Drei realistische Quellen:
1. Vom Kunden
Die mit Abstand häufigste Quelle. Wer dir einen Erstmusterauftrag gibt, hat in 90% der Fälle eine eigene Excel-Vorlage. Die liegt im Lieferantenportal, hängt am Vergaberahmen oder kommt mit der Bestellung als Mail-Anhang. Reicht es nicht zu suchen, frag den Einkauf oder den SQE direkt. Hat der Kunde keine eigene Vorlage, akzeptiert er meistens deinen Eigenbau — solange die Pflichtinhalte stimmen.
2. Vorlagen-Sammler im Netz
Auf qm-info-Portalen, in Foren wie qz-online.de und auf Anbieter-Seiten der CAQ-Hersteller findest du kostenlose Sample-Vorlagen zum Download. Qualität sehr unterschiedlich: Die meisten sind 10-15 Jahre alt, basieren auf VDA Band 2 in einer früheren Auflage (z. B. 5. statt 6. Auflage von 2020) und enthalten überflüssige Felder, die heute niemand mehr braucht. Brauchbar als Inspiration, nicht als 1:1-Vorlage.
3. Die offizielle VDA-Vorlage
Der VDA QMC bietet im Band-2-Anhang Referenz-Formulare für PPF-Deckblatt, Maßliste und PPF-Verfahrensabstimmung an.
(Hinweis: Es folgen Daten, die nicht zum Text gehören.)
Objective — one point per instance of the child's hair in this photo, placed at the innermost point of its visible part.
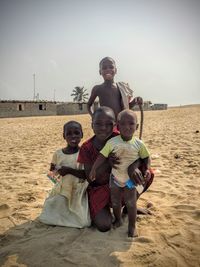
(126, 111)
(72, 122)
(106, 59)
(104, 109)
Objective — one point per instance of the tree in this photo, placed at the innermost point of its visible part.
(79, 94)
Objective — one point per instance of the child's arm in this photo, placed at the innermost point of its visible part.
(52, 167)
(136, 101)
(91, 100)
(99, 161)
(67, 170)
(137, 167)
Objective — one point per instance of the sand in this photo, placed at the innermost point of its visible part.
(168, 237)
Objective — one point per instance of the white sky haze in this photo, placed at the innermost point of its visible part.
(155, 43)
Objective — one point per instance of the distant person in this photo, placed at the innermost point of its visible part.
(124, 180)
(67, 204)
(117, 96)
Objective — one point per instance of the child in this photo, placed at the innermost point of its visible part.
(114, 95)
(122, 181)
(103, 120)
(67, 204)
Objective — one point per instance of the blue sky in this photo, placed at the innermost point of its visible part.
(155, 44)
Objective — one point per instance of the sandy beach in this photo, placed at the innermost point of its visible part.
(170, 236)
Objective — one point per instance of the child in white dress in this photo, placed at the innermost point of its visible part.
(67, 203)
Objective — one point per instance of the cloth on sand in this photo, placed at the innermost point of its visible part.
(67, 203)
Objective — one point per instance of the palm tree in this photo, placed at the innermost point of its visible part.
(79, 94)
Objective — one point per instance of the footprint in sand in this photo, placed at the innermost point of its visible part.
(27, 197)
(143, 239)
(184, 207)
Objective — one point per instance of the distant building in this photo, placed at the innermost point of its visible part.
(16, 108)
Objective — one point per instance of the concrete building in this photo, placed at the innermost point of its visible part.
(15, 108)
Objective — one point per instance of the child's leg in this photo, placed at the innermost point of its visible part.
(116, 192)
(130, 198)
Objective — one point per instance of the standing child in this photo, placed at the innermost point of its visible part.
(103, 121)
(117, 96)
(123, 180)
(67, 204)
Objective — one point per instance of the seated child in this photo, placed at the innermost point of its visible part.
(67, 204)
(123, 182)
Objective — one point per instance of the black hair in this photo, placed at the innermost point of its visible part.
(106, 59)
(72, 122)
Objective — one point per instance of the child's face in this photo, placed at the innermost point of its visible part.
(127, 126)
(72, 134)
(102, 126)
(108, 70)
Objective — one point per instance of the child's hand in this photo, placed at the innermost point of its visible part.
(64, 170)
(92, 175)
(137, 177)
(113, 160)
(147, 174)
(138, 101)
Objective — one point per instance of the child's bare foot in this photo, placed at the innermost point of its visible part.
(144, 211)
(132, 232)
(117, 223)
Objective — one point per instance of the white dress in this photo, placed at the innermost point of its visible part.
(67, 203)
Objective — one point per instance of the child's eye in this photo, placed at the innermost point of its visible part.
(73, 133)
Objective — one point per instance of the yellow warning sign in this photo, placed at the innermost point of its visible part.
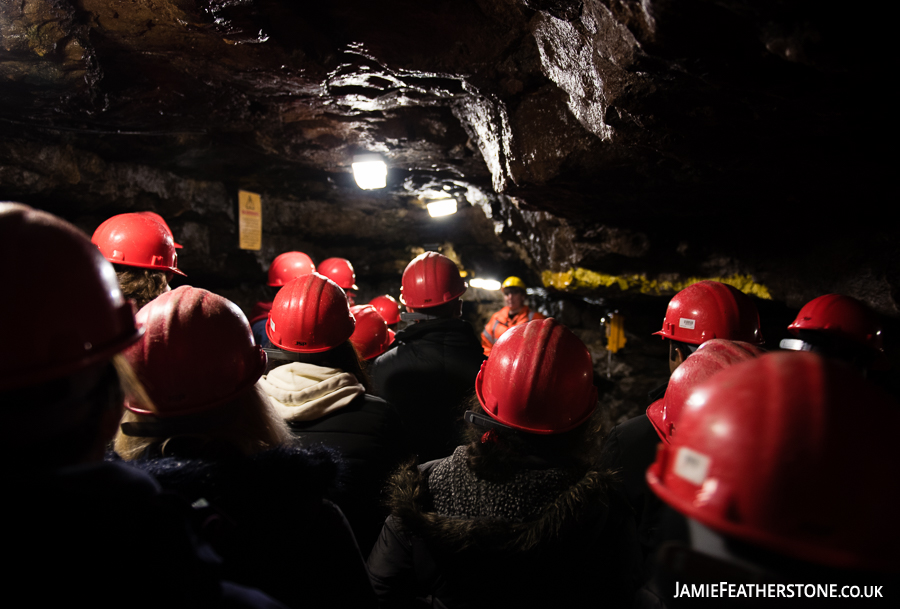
(250, 220)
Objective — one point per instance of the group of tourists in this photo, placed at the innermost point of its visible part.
(317, 455)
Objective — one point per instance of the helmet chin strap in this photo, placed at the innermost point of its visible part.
(417, 317)
(795, 344)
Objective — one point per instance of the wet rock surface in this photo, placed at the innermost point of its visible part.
(666, 140)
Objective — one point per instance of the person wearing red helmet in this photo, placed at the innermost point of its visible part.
(371, 337)
(286, 266)
(161, 220)
(388, 308)
(842, 327)
(143, 253)
(781, 483)
(704, 311)
(432, 363)
(61, 386)
(340, 271)
(520, 516)
(205, 430)
(710, 358)
(318, 386)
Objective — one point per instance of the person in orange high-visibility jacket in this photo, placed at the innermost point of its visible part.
(513, 314)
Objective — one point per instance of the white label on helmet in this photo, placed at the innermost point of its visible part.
(691, 465)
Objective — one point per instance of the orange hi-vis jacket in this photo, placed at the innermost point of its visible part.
(500, 322)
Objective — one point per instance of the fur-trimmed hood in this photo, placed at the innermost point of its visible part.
(560, 518)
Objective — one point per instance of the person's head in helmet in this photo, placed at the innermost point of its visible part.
(514, 294)
(841, 327)
(535, 390)
(287, 266)
(389, 309)
(311, 323)
(371, 337)
(431, 288)
(706, 310)
(784, 465)
(143, 253)
(340, 271)
(199, 365)
(59, 363)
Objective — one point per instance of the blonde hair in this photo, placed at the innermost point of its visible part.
(248, 424)
(141, 285)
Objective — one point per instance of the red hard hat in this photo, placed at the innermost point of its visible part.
(137, 240)
(388, 308)
(158, 218)
(310, 314)
(709, 309)
(197, 353)
(842, 316)
(340, 271)
(289, 265)
(538, 379)
(45, 338)
(430, 280)
(710, 358)
(371, 333)
(791, 452)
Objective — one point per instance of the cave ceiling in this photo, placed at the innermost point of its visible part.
(659, 139)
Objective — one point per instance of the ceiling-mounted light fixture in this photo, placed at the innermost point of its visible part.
(485, 284)
(369, 171)
(441, 207)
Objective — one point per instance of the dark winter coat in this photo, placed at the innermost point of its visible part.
(103, 535)
(279, 533)
(368, 434)
(629, 450)
(549, 537)
(428, 372)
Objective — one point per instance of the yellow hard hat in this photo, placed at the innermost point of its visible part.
(513, 282)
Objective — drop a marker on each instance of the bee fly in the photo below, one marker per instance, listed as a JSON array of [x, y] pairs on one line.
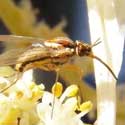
[[43, 54]]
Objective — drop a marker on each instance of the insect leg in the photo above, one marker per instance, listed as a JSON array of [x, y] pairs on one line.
[[53, 103], [17, 76]]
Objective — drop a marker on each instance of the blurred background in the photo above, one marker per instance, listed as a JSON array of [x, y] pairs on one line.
[[54, 18]]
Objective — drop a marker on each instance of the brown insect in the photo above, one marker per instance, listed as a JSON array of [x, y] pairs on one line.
[[44, 54]]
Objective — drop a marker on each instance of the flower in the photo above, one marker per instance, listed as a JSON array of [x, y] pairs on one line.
[[20, 104], [61, 111]]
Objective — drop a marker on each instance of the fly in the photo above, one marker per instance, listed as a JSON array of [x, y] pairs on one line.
[[47, 55]]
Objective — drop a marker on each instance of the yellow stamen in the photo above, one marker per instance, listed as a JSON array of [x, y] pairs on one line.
[[57, 89]]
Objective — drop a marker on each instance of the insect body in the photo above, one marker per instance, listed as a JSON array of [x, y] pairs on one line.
[[44, 54]]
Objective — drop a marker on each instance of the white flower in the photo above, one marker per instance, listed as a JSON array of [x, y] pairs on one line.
[[20, 104], [54, 111]]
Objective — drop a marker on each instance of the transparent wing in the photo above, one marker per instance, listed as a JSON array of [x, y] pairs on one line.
[[13, 41], [20, 55], [10, 57]]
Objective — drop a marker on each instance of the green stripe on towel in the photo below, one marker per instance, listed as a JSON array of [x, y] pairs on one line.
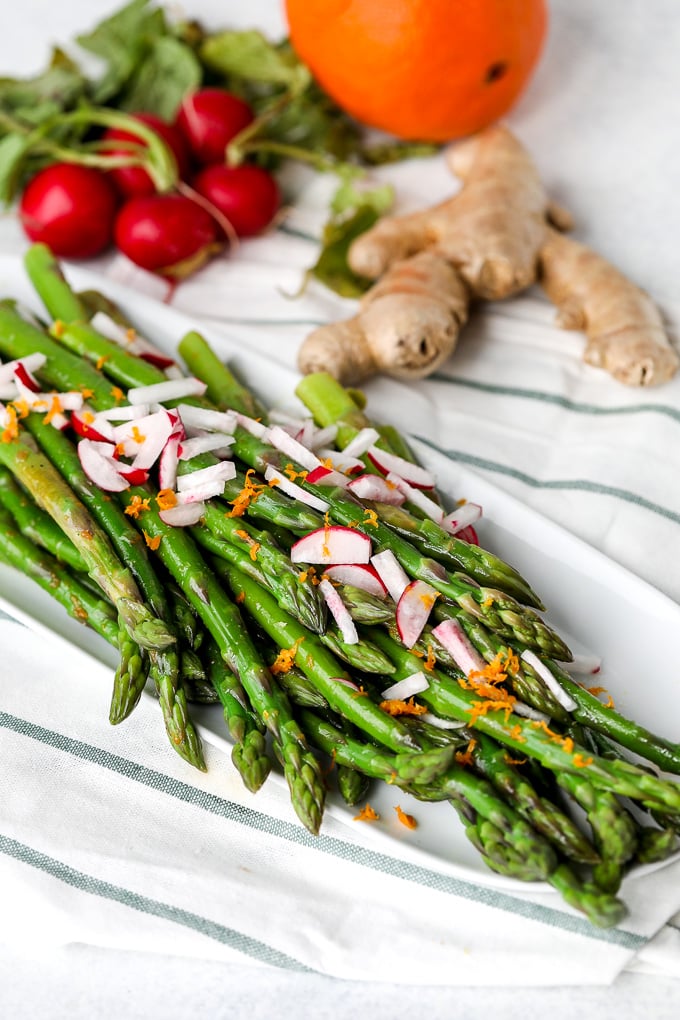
[[328, 845]]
Der VDA Band 2 in der aktuellen 6. Auflage (April 2020) ist kostenpflichtig über den VDA QMC Webshop erhältlich. Die offiziellen Referenz-Formulare aus dem Band-Anhang bekommst du nur, wenn du den Band kaufst oder über deinen Kunden Zugriff bekommst.
Pflichtfelder auf dem Deckblatt
Unabhängig von der konkreten Vorlage müssen diese Identifikationsfelder auf dem Deckblatt stehen, damit der EMPB überhaupt zuordenbar ist:
| Block | Pflichtfelder |
|---|---|
| Lieferant | Firmenname, Anschrift, Lieferantennummer (vom Kunden vergeben), Ansprechpartner QS |
| Kunde | Firmenname, Anschrift, Werk (bei Großkonzernen: Werksnummer, z. B. Bosch-Werk 16) |
| Teil | Sachnummer/Teilenummer beim Kunden, Bezeichnung, Zeichnungsnummer, Zeichnungsänderungsstand (Index) |
| Vorlagegrund | Numerische Codes wie 01 Neuteil, 02 Änderung Zeichnung, 03 nach Beanstandung, 06 Verlagerung Fertigung — die genaue Code-Liste hängt vom Kunden ab |
| Vorlagestufe (oder PPF-Verfahrensabstimmung) | 1, 2 oder 3 nach klassischer Logik — bzw. projektspezifische Abstimmung gemäß VDA Band 2 (6. Auflage 2020). Viele Kunden bleiben aber bei der Stufen-Notation |
| Werkstoff | Werkstoff-Norm/Nummer (z. B. 1.4301, 42CrMo4+QT, EN AW-6082-T6) |
| IMDS | MDS-ID + Version (sofern Automotive) |
| Erstmusterstatus | Freigabe-Workflow (eingereicht / in Prüfung / freigegeben / mit Auflagen / abgelehnt) |
| Unterschriften | QS-Verantwortlicher Lieferant + Datum; Freigabe Kunde + Datum (vom Kunden ausgefüllt) |
Eine Vorlage, die einen dieser Blöcke komplett weglässt, verfehlt die im VDA Band 2 beschriebenen Pflichtinhalte. Eine Vorlage, die zusätzliche Felder anbietet (Datum Auftragseingang, Liefertermin, Produktionsstandort innerhalb des Lieferanten), bleibt trotzdem nutzbar — solange die Pflichtfelder vorhanden sind.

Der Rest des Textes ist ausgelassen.